Import tests are easy to make order-dependent. Keep cleanup explicit.

87.18 Testing Bytecode and Compiler Behavior

Compiler tests usually validate observable behavior, not exact bytecode, unless the bytecode itself is the target.

Good:

def test_assignment_expression_scope(self):
    ns = {}
    exec("x = 1\n", ns)
    self.assertEqual(ns["x"], 1)

Bytecode-specific tests may use dis, but they are more version-sensitive.

import dis

instructions = list(dis.get_instructions(func))

Use bytecode assertions only when testing bytecode generation, optimization, tracing, or interpreter dispatch.

87.19 Testing Error Paths

Error paths need direct tests.

Many C bugs live in failure cleanup. Force failure when possible.

Examples:

invalid argument type
overflow input
closed file
bad encoding
missing attribute
recursive call limit
allocation failure helper

A good error-path test checks both exception type and post-error state.

with self.assertRaises(TypeError):
    target(unknown_argument=1)

self.assertEqual(state, expected_state)

87.20 Avoiding Over-Specified Tests

Tests should protect behavior, not accidental implementation details.

Bad:

self.assertEqual(repr(d), "{'a': 1, 'b': 2}")

This is valid only if order and representation are part of the intended behavior.

Better:

self.assertEqual(d, {"a": 1, "b": 2})

Over-specified tests make future implementation changes harder without improving correctness.

87.21 Good Test Names

Test names should say what behavior is protected.

Weak:

def test_bug(self):
    ...

Better:

def test_subclass_dict_lookup_uses_override(self):
    ...

Weak:

def test_case_1(self):
    ...

Better:

def test_gc_untracks_object_before_dealloc(self):
    ...

A failing test name should point the maintainer toward the broken invariant.

87.22 Keeping Tests Small

One test should usually check one behavior.

Bad:

def test_everything_about_lists(self):
    ...

Better:

def test_append_increases_length(self):
    ...

def test_pop_returns_last_item(self):
    ...

def test_pop_empty_raises_index_error(self):
    ...

Small tests make failures easier to diagnose.

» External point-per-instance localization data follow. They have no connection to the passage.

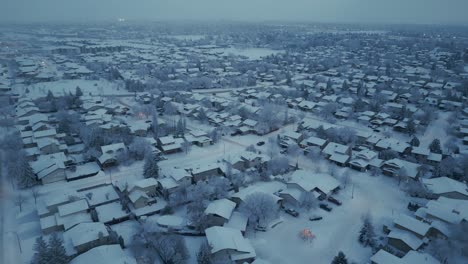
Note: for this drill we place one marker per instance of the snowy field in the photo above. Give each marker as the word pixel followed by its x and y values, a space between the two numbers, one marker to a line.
pixel 338 230
pixel 63 87
pixel 251 53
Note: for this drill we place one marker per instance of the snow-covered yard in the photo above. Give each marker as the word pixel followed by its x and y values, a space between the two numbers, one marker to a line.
pixel 379 197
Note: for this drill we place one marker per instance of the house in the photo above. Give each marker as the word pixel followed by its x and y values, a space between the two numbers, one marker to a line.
pixel 401 168
pixel 404 241
pixel 383 257
pixel 199 138
pixel 85 236
pixel 362 160
pixel 238 221
pixel 204 171
pixel 446 187
pixel 148 186
pixel 111 213
pixel 308 181
pixel 99 195
pixel 219 212
pixel 314 142
pixel 50 168
pixel 337 153
pixel 225 241
pixel 106 254
pixel 110 154
pixel 138 198
pixel 169 144
pixel 412 225
pixel 83 171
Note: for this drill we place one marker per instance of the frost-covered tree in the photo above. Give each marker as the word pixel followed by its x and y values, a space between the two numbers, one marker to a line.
pixel 435 146
pixel 367 233
pixel 170 248
pixel 139 148
pixel 204 254
pixel 78 91
pixel 196 214
pixel 20 200
pixel 41 250
pixel 151 168
pixel 57 252
pixel 186 146
pixel 415 142
pixel 278 165
pixel 259 207
pixel 308 201
pixel 25 176
pixel 220 187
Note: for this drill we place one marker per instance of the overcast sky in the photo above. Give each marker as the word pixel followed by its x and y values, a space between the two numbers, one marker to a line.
pixel 361 11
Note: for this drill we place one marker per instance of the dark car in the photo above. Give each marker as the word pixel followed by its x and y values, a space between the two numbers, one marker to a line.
pixel 333 200
pixel 292 212
pixel 315 218
pixel 413 206
pixel 260 228
pixel 325 207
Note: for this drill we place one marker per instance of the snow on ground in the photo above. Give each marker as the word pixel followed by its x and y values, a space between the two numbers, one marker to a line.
pixel 63 87
pixel 251 53
pixel 338 231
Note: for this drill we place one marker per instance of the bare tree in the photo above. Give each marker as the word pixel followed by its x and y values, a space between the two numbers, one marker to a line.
pixel 171 248
pixel 259 207
pixel 35 193
pixel 20 200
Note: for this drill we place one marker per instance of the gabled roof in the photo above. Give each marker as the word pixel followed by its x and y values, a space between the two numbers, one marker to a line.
pixel 222 208
pixel 443 185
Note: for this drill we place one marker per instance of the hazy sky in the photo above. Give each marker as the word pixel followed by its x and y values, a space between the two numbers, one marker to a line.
pixel 362 11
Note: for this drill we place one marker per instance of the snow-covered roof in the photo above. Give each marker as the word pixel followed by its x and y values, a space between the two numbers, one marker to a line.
pixel 383 257
pixel 225 238
pixel 413 257
pixel 442 185
pixel 309 181
pixel 107 254
pixel 85 232
pixel 73 207
pixel 237 221
pixel 110 211
pixel 222 207
pixel 411 240
pixel 412 224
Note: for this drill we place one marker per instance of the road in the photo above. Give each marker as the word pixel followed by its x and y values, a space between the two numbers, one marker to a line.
pixel 10 252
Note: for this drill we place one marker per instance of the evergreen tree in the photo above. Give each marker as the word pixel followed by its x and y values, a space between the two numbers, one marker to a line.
pixel 435 146
pixel 367 234
pixel 415 142
pixel 151 168
pixel 204 254
pixel 345 86
pixel 50 96
pixel 26 177
pixel 57 251
pixel 41 252
pixel 340 259
pixel 411 127
pixel 78 91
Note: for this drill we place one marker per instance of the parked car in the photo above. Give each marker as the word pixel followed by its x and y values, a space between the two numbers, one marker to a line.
pixel 292 212
pixel 260 228
pixel 315 218
pixel 413 206
pixel 333 200
pixel 325 207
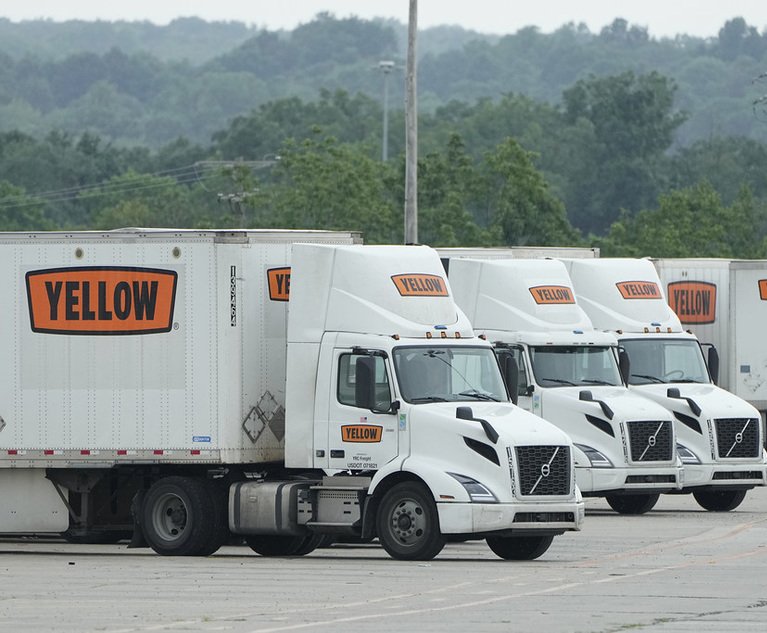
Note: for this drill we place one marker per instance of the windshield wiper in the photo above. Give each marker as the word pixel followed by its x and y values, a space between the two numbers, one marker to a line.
pixel 473 393
pixel 648 377
pixel 560 381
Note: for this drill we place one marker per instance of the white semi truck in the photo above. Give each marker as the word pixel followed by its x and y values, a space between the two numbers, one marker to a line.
pixel 719 435
pixel 563 370
pixel 184 386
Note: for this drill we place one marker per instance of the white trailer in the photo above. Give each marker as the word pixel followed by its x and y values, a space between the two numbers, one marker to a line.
pixel 568 373
pixel 181 386
pixel 719 434
pixel 724 303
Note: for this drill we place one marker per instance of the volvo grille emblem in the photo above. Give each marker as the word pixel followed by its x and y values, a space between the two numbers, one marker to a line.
pixel 738 438
pixel 545 470
pixel 651 441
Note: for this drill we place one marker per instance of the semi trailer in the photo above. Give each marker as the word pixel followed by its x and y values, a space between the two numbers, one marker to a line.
pixel 183 388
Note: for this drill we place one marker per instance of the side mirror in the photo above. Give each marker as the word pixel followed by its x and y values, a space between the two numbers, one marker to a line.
pixel 365 382
pixel 713 364
pixel 511 376
pixel 624 365
pixel 365 396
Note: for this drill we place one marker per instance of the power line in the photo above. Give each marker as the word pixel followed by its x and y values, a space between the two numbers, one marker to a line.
pixel 197 172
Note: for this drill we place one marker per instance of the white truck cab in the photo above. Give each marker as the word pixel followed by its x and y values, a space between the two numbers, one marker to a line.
pixel 565 371
pixel 718 434
pixel 388 388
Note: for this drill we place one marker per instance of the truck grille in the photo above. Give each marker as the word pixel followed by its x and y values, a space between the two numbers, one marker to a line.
pixel 651 441
pixel 544 470
pixel 737 437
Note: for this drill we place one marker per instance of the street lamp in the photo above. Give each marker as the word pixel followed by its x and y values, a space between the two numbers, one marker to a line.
pixel 385 67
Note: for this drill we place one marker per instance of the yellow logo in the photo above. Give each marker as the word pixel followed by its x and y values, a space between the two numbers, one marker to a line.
pixel 639 290
pixel 693 301
pixel 101 300
pixel 552 294
pixel 361 433
pixel 420 285
pixel 279 283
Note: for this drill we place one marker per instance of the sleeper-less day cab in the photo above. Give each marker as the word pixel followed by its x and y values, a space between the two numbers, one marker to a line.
pixel 719 434
pixel 568 373
pixel 285 386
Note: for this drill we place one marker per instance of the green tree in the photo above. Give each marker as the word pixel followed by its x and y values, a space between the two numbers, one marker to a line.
pixel 519 201
pixel 633 123
pixel 21 212
pixel 321 183
pixel 692 222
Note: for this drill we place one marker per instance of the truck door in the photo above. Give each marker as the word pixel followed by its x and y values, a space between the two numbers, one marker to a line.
pixel 361 438
pixel 525 399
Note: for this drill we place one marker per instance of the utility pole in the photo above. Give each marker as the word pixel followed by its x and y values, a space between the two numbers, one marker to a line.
pixel 411 133
pixel 385 67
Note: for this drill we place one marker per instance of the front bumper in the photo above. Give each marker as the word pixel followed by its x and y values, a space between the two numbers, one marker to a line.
pixel 528 517
pixel 602 481
pixel 745 475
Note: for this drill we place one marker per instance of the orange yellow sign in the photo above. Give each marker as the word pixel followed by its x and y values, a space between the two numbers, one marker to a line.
pixel 693 301
pixel 366 433
pixel 420 285
pixel 552 294
pixel 101 300
pixel 639 290
pixel 279 283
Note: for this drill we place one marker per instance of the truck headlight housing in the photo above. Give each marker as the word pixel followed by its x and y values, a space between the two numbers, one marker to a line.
pixel 686 455
pixel 596 459
pixel 476 491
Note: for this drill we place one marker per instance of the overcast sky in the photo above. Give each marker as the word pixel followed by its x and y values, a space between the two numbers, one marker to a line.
pixel 662 17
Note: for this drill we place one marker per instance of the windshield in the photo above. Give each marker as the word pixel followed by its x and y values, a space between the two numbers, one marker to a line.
pixel 446 374
pixel 656 360
pixel 571 365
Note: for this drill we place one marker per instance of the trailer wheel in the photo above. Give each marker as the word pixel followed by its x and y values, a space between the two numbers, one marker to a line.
pixel 719 500
pixel 176 517
pixel 281 545
pixel 408 523
pixel 519 547
pixel 632 504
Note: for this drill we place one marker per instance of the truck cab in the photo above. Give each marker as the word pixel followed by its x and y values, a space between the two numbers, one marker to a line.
pixel 719 438
pixel 563 370
pixel 398 416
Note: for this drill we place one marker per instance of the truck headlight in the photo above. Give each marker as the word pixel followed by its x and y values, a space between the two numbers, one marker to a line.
pixel 597 459
pixel 686 455
pixel 477 492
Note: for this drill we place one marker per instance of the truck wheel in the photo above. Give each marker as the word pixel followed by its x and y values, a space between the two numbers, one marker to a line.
pixel 719 500
pixel 632 504
pixel 519 547
pixel 408 523
pixel 281 545
pixel 176 517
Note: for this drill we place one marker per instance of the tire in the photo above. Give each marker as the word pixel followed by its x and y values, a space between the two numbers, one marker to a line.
pixel 408 523
pixel 519 547
pixel 176 517
pixel 633 504
pixel 719 500
pixel 283 545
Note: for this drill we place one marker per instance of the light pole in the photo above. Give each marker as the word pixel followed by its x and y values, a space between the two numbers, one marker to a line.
pixel 385 67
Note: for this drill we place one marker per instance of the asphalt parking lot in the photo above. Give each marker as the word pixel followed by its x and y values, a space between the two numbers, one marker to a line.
pixel 677 569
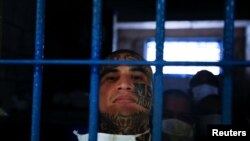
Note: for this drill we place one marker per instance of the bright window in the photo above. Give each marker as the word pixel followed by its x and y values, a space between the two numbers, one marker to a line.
pixel 198 50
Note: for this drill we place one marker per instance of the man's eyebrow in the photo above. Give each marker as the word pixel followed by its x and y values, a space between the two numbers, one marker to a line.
pixel 140 69
pixel 108 70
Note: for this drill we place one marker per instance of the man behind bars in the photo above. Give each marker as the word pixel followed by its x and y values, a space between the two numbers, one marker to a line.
pixel 125 100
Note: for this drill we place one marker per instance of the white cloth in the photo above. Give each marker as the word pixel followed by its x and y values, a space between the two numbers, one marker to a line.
pixel 108 137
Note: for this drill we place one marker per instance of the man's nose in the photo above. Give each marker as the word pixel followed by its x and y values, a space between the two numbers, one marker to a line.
pixel 125 83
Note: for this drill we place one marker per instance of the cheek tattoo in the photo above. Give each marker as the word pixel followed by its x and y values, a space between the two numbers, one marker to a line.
pixel 144 95
pixel 118 124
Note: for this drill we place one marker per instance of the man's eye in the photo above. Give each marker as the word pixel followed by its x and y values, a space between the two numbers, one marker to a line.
pixel 137 77
pixel 111 78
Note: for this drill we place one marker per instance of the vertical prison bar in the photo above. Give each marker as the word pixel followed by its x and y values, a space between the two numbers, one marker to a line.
pixel 228 56
pixel 160 35
pixel 158 77
pixel 37 82
pixel 94 90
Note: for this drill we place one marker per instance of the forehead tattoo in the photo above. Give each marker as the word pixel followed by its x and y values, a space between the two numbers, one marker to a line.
pixel 126 55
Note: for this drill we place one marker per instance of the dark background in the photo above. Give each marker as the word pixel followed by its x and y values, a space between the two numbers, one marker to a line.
pixel 68 26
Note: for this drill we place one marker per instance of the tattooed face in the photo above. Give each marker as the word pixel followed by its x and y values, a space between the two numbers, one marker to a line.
pixel 125 90
pixel 125 98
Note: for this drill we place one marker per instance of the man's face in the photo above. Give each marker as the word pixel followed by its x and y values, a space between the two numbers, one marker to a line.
pixel 125 90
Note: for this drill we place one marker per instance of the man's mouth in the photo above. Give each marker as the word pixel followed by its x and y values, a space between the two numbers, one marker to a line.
pixel 124 99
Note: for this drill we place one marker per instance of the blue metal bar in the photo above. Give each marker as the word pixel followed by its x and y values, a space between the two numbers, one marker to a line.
pixel 94 89
pixel 113 62
pixel 158 77
pixel 228 56
pixel 37 84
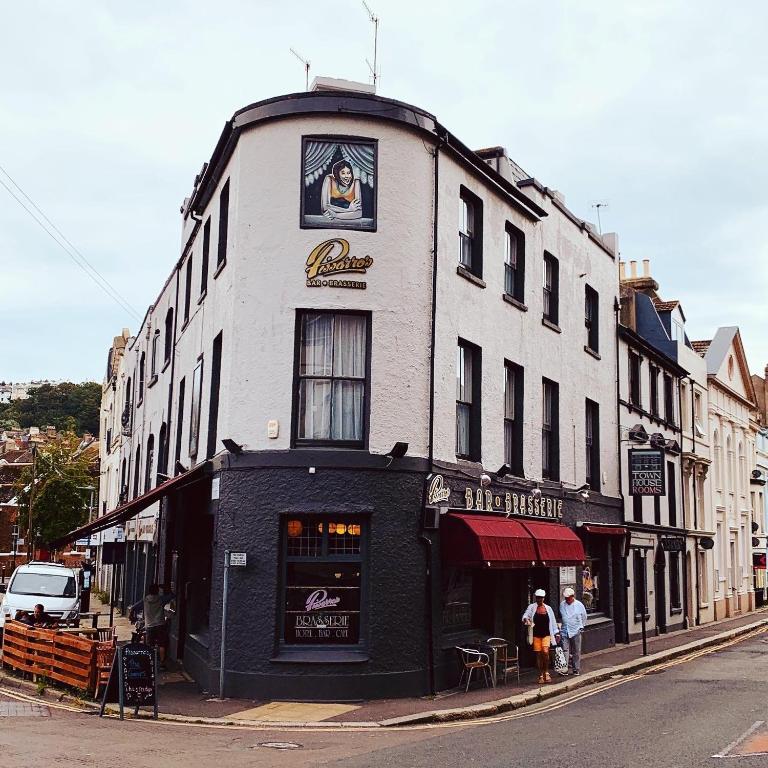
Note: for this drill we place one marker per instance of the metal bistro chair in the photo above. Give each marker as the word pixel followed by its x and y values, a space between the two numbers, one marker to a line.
pixel 469 661
pixel 505 661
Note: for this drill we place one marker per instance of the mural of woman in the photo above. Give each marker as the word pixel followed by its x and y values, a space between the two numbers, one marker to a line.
pixel 340 196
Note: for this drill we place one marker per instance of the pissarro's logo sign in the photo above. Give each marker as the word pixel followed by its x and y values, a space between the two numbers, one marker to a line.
pixel 331 258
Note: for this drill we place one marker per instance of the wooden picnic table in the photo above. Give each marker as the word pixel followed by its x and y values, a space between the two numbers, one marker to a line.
pixel 93 615
pixel 91 632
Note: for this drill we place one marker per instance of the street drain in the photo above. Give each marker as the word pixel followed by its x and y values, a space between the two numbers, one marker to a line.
pixel 279 745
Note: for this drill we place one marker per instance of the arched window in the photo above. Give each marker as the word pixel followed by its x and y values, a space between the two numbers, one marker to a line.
pixel 729 462
pixel 742 470
pixel 168 335
pixel 718 460
pixel 150 459
pixel 136 472
pixel 142 367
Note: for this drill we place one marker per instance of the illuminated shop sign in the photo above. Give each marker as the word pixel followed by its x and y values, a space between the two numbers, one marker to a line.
pixel 332 258
pixel 647 475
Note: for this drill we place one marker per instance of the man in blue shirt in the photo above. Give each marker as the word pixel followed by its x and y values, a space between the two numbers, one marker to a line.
pixel 574 617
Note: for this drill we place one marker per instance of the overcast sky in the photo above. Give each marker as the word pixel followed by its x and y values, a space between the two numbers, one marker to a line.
pixel 108 110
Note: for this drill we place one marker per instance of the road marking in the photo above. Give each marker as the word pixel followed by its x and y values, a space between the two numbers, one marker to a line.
pixel 744 736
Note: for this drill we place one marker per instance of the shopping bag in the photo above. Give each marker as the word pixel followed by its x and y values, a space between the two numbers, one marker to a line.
pixel 561 665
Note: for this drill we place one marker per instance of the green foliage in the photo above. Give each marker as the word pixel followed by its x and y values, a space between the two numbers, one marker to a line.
pixel 68 407
pixel 60 504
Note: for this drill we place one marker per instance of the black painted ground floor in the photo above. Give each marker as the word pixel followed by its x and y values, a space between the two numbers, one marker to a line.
pixel 350 590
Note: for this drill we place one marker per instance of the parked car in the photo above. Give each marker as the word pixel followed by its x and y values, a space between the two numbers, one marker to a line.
pixel 57 587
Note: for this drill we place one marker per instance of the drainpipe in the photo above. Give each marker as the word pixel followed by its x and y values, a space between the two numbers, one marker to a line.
pixel 166 452
pixel 429 549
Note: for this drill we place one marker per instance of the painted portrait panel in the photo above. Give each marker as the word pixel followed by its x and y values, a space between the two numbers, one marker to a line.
pixel 338 177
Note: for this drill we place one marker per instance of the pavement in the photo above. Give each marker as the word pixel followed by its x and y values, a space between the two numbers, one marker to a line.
pixel 180 699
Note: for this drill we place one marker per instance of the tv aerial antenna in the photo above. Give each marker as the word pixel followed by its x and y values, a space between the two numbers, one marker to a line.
pixel 597 206
pixel 375 20
pixel 306 67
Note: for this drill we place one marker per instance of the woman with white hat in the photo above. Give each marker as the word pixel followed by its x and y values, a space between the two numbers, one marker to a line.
pixel 542 618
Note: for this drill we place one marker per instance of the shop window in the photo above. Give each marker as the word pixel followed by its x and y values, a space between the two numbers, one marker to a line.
pixel 590 584
pixel 322 584
pixel 332 378
pixel 457 599
pixel 514 263
pixel 674 581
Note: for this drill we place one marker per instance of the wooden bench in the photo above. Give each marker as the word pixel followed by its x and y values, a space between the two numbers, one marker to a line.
pixel 59 656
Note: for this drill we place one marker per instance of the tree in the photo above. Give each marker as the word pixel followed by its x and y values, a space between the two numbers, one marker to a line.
pixel 60 502
pixel 67 406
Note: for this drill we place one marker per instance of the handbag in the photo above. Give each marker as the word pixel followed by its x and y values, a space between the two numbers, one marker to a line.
pixel 561 665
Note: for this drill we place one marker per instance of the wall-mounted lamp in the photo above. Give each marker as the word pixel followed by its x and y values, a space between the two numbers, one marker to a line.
pixel 397 451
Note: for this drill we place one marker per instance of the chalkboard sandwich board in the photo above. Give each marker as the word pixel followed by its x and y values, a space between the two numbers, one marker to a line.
pixel 133 679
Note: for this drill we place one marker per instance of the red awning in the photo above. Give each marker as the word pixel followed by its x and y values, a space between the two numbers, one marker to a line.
pixel 556 544
pixel 132 508
pixel 485 541
pixel 606 530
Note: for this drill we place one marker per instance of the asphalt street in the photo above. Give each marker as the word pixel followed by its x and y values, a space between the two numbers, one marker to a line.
pixel 687 713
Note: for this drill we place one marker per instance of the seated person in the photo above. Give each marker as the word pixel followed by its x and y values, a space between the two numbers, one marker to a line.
pixel 24 617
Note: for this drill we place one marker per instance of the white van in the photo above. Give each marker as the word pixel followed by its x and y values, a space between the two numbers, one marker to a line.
pixel 56 587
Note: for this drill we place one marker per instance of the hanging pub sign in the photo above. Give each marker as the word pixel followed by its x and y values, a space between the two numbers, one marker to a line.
pixel 647 475
pixel 673 544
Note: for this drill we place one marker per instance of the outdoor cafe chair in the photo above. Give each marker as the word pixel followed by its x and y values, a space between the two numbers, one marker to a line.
pixel 505 661
pixel 469 661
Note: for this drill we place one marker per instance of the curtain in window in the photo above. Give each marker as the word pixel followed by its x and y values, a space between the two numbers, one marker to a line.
pixel 332 347
pixel 349 346
pixel 315 409
pixel 316 345
pixel 320 153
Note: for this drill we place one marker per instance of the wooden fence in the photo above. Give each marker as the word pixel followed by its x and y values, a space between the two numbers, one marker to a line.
pixel 57 656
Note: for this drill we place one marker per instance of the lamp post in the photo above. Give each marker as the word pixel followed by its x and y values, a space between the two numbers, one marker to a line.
pixel 30 539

87.23 When to Add a New Test File

Add a new test file when:

the subsystem has no existing test module
the feature is large enough to deserve its own file
the existing file would become too broad
the test needs special setup shared by many cases

Otherwise, prefer adding to an existing targeted file.

A scattered test suite is harder to maintain. A giant unrelated file is also harder to maintain. Choose the narrowest natural home.

87.24 Running the New Test

Run the specific test:

./python -m test -v test_name

Run related tests:

./python -m test -v test_module_a test_module_b

Run with fail-fast:

./python -m test -v -x test_name

Run leak checks when touching C code or object lifetime:

./python -m test -R 3:3 test_name

Run under a debug build before considering the test reliable.

87.25 Common Mistakes

Mistake	Better approach
Sleeping for timing	Wait for explicit condition
Leaving files behind	Use temporary directories
Modifying `sys.path` manually	Use support helpers and cleanup
Depending on test order	Make setup explicit
Testing implementation details	Test observable behavior
Ignoring platform differences	Use feature checks and skips
Creating global state	Clean it up or isolate it
Large broad regression test	Minimal focused regression test

87.26 Core Principle

A CPython test should encode one durable invariant.

It should describe the expected behavior precisely enough to catch regressions, but not so tightly that it freezes irrelevant implementation details. Good tests make the runtime safer to change.